Auch eine hohe Nährstoffdichte ist dem Gefühl des Wohlfühlens förderlich, erklärt Eva. Als Nährstoffe werden Kohlenhydrate, Eiweiße, Fette, Mineralstoffe und Vitamine bezeichnet (Lebensmittellexikon, 2016),  besonders viele davon finden sich in sogenannten Superfoods.

Das 21 Tage Programm und die Rezepte im Buch

Voller Hoffnung auf ein Programm, welches mir das Denken abnehmen und mich vor dem Altern und dem Unglücklich-sein schützen würde, fing ich an, das Buch auf Herz und Nieren zu prüfen. Der erste Blick ins Buch brachte mich einigen Begriffen und Fakten näher. Die detailliertere Untersuchung des 21 Tage Programms brachte für mich jedoch den Eindruck eines hohen Zeitaufwands und vielen Essensresten. Erwartet wurde von mir, dass ich drei Mal am Tag den Kochlöffel schwinge (oder vorkoche) und das mit Rezepten, die sehr unterschiedliche Zutaten aufweisen.
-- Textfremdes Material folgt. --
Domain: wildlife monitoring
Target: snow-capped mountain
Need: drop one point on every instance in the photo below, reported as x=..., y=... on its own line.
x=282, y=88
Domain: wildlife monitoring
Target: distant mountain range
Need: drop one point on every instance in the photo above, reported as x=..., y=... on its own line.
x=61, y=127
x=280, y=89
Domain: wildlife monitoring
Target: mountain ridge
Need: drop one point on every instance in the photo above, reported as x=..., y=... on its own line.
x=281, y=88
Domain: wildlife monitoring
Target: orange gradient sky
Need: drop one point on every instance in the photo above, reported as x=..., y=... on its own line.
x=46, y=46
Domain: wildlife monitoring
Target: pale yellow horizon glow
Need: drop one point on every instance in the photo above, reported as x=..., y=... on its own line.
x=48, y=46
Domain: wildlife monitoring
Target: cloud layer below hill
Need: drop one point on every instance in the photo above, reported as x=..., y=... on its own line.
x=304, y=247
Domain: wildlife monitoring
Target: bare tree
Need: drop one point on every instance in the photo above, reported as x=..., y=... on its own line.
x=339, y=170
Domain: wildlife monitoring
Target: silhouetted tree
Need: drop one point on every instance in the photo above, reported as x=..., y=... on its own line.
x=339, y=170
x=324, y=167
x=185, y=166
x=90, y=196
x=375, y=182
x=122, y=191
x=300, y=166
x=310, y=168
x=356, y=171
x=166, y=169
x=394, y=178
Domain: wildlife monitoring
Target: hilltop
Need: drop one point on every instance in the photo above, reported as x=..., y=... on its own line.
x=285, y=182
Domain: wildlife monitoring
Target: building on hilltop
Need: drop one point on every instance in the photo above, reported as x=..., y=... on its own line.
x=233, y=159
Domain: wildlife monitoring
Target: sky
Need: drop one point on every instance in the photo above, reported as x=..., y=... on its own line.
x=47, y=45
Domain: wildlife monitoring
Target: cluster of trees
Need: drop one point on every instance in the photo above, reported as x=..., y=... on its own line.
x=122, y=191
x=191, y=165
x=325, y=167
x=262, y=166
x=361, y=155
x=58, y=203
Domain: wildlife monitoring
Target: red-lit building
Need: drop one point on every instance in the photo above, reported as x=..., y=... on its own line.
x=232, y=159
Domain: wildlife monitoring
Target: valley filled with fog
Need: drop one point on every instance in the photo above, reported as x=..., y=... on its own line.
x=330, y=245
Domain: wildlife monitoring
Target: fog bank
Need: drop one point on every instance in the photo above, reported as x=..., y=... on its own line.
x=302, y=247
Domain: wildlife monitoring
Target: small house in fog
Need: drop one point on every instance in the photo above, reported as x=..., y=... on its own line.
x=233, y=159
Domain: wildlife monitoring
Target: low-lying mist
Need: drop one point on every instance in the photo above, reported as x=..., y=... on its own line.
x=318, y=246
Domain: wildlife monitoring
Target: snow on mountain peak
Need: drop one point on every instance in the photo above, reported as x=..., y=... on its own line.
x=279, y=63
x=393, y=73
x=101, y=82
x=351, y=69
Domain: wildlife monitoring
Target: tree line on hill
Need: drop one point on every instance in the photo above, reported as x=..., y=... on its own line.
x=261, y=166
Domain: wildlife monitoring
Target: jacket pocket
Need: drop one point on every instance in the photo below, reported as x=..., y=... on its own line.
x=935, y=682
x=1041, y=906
Als ich die Autorin persönlich auf mein Dilemma ansprach, meinte sie, ich solle mir keine Sorgen machen und könne Rezepte nach eigenem Ermessen austauschen und andere Kompromisse eingehen. Jedoch würde das wiederum bedeuten, dass ich mir über die Rezepte doch Gedanken machen und nicht blind nachkochen konnte. Als ich dann noch das Problem der Essensreste ansprach, wusste sie folgenden Rat: Einfrieren und wieder verwerten. Gute Idee, nur undenkbar, wenn der 21 Tagesplan eingehalten werden soll, denn jeden Tag sollen drei unterschiedliche Mahlzeiten gekocht werden.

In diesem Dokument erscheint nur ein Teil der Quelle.